Disk is reading at about 175 MB/sec
This suggests that this pass may take around 363 minutes
Serial Parall % of
Disk Disk Size MB/sec MB/sec Serial
------- ---------- ------ ------ ------
da2 3815447MB 175 175 100
da4 3815447MB 173 173 100
Awaiting completion: pass 2 parallel array read
I find it interesting that da2 is slightly faster at streaming (175MB/s vs. 173, ~1%), but quite a bit slower at seeking (109143 sec vs. 100905, ~8%!). Does that seem vaguely sane?
I'll be interested to see if the seek stress test disparity was a fluke once the second pass completes.
The only particular problems I've found with the script so far are:
1) As posted, it doesn't loop. I've tweaked that in my copy so that it'll just keep running indefinitely.
2) The initial sampling and time estimate is WAY off. It's not so bad for the streaming (456 minutes instead of 363, or 25%), but for the seek stress test something doesn't seem right. (1800+ minutes instead of 466 minutes, nearly 400% off!)
When I first ran the script, I accidentally had left the "sysctl kern.geom.debugflags=0x10" on from running badblocks, and the estimate was quite a bit closer (1121 minutes):
Code:
Disk Bytes Transferred Seconds %ofAvg
------- ----------------- ------- ------
da2 4000787030016 27154 99
da4 4000787030016 27578 101
Performing initial parallel seek-stress array read
Tue Oct 28 15:38:51 EDT 2014
The disk da2 appears to be 3815447 MB.
Disk is reading at about 57 MB/sec
This suggests that this pass may take around 1121 minutes
Serial Parall % of
Disk Disk Size MB/sec MB/sec Serial
------- ---------- ------ ------ ------
da2 3815447MB 175 138 79
da4 3815447MB 173 133 77
One interesting thing I have noticed is that throughput seems to slowly drop towards the end of the disk. Even with badblocks, I got nearly 175MB/s at the start, but then 100MB/s at the end, consistently for each read and write pass, across both drives. That seems like it would account for the variance in streaming estimate vs. throughput (the average of 175 and 100 is 137.5, which is 25% slower than the initial estimate of 175).
But I'm not sure why the stress test estimate is so wildly off.

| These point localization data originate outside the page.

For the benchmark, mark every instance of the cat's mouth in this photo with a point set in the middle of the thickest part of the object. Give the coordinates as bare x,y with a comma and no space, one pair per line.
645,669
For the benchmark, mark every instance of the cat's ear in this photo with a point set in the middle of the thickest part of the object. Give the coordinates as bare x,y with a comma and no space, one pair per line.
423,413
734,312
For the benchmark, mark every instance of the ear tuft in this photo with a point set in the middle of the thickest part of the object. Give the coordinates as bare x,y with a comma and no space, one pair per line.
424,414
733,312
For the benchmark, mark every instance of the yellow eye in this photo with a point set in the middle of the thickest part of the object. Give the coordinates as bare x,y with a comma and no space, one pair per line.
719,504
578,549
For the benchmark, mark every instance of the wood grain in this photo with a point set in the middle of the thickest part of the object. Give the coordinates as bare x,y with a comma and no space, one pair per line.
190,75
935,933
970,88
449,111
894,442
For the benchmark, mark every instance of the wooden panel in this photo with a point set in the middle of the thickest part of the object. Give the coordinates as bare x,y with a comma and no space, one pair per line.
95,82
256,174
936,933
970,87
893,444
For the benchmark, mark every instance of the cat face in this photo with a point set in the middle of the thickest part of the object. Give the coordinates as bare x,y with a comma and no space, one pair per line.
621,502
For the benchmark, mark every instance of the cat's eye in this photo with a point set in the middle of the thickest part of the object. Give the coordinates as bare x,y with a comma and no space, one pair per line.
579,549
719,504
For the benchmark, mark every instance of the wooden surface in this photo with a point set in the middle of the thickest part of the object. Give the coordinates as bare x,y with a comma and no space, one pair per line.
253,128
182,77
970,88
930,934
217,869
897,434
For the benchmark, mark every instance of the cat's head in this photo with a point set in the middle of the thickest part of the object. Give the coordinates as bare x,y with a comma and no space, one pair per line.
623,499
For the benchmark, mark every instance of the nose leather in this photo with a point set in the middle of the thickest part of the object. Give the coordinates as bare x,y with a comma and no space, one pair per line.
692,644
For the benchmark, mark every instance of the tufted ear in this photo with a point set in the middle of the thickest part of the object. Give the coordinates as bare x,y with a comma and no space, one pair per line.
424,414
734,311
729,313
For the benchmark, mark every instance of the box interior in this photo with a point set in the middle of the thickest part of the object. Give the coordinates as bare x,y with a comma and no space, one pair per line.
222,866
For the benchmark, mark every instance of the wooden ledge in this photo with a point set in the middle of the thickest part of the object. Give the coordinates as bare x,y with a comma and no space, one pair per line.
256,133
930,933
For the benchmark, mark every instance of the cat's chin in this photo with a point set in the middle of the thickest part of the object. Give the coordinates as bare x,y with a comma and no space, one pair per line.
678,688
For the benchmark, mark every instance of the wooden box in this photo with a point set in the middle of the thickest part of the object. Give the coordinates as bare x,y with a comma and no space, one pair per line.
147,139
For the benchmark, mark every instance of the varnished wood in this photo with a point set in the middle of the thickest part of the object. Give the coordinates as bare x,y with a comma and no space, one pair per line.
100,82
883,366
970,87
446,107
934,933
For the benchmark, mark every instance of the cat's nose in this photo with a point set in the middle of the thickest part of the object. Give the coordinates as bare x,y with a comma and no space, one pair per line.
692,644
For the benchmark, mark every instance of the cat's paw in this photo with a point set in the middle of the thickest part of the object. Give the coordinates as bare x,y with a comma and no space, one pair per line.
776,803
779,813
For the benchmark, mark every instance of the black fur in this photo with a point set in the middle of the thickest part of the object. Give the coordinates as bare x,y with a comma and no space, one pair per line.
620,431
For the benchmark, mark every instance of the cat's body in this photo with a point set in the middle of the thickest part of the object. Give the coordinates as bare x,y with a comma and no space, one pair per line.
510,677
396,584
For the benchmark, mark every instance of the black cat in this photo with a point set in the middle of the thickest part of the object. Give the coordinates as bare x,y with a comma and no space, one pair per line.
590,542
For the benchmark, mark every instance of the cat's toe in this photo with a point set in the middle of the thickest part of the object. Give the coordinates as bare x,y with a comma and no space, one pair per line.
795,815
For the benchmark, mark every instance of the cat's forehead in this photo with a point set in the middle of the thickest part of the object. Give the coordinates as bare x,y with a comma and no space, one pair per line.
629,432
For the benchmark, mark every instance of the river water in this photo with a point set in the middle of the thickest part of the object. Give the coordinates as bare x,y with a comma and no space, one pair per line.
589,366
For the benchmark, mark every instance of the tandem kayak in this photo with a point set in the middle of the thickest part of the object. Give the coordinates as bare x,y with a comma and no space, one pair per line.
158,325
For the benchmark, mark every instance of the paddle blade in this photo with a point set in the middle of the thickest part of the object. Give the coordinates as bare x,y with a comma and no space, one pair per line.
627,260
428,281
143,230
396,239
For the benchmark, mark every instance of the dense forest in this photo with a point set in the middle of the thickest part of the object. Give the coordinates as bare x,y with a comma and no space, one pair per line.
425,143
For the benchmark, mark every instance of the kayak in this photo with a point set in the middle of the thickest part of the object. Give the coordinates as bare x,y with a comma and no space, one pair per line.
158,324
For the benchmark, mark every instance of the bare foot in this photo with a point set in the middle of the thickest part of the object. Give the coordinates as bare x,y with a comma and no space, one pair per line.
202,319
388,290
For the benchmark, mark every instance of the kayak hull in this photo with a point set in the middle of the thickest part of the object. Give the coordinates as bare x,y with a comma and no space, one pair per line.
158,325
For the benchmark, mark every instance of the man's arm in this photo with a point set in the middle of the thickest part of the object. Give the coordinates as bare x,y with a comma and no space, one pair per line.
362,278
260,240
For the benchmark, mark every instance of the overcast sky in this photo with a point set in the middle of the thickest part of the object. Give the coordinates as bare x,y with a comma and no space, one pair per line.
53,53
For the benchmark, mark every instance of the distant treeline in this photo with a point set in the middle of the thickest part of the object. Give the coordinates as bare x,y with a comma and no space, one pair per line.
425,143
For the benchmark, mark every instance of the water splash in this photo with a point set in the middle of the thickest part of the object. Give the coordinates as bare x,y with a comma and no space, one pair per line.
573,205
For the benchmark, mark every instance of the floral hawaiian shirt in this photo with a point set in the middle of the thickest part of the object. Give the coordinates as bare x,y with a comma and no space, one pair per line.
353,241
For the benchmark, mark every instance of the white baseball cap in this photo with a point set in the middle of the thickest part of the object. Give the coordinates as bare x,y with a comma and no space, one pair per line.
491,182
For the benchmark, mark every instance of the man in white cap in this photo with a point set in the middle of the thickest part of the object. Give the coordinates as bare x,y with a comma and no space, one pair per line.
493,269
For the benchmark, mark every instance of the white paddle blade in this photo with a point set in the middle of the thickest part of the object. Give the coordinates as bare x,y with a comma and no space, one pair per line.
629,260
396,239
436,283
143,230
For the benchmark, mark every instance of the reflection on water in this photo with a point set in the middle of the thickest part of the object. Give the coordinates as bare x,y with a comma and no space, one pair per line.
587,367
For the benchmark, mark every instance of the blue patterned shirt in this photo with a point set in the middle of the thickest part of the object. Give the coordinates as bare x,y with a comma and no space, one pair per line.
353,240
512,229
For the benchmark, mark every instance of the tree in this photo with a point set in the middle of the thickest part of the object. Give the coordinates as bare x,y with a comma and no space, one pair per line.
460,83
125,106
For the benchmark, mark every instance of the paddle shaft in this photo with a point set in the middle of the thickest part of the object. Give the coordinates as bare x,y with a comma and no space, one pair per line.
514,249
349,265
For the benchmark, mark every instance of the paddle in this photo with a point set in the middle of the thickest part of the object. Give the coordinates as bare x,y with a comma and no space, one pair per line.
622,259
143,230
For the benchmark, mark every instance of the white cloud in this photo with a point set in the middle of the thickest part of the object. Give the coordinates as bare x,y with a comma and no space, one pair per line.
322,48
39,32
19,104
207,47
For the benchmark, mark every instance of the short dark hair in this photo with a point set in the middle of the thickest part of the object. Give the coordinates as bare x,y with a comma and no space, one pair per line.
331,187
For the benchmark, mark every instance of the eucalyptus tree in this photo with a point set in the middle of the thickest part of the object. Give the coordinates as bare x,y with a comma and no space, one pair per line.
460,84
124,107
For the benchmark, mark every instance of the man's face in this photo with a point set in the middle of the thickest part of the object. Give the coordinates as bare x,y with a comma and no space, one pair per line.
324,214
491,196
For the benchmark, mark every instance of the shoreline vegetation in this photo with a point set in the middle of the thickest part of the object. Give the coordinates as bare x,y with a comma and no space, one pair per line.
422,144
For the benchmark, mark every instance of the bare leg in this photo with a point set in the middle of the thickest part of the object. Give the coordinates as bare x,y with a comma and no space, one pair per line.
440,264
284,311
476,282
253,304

The disk usage charts show about 150MB/s, presumably aggregated across the 5 processes per drive, and there's one odd spike up to 400MB/s that returns back to sanity over the course of about 6 hours. Maybe ARC is interfering? The two drives are a mirrored vdev, but they're not in use (no scrubbing or anything else).
On the plus side, no kernel warnings about connectivity, and no errors in the SAS PHY layer.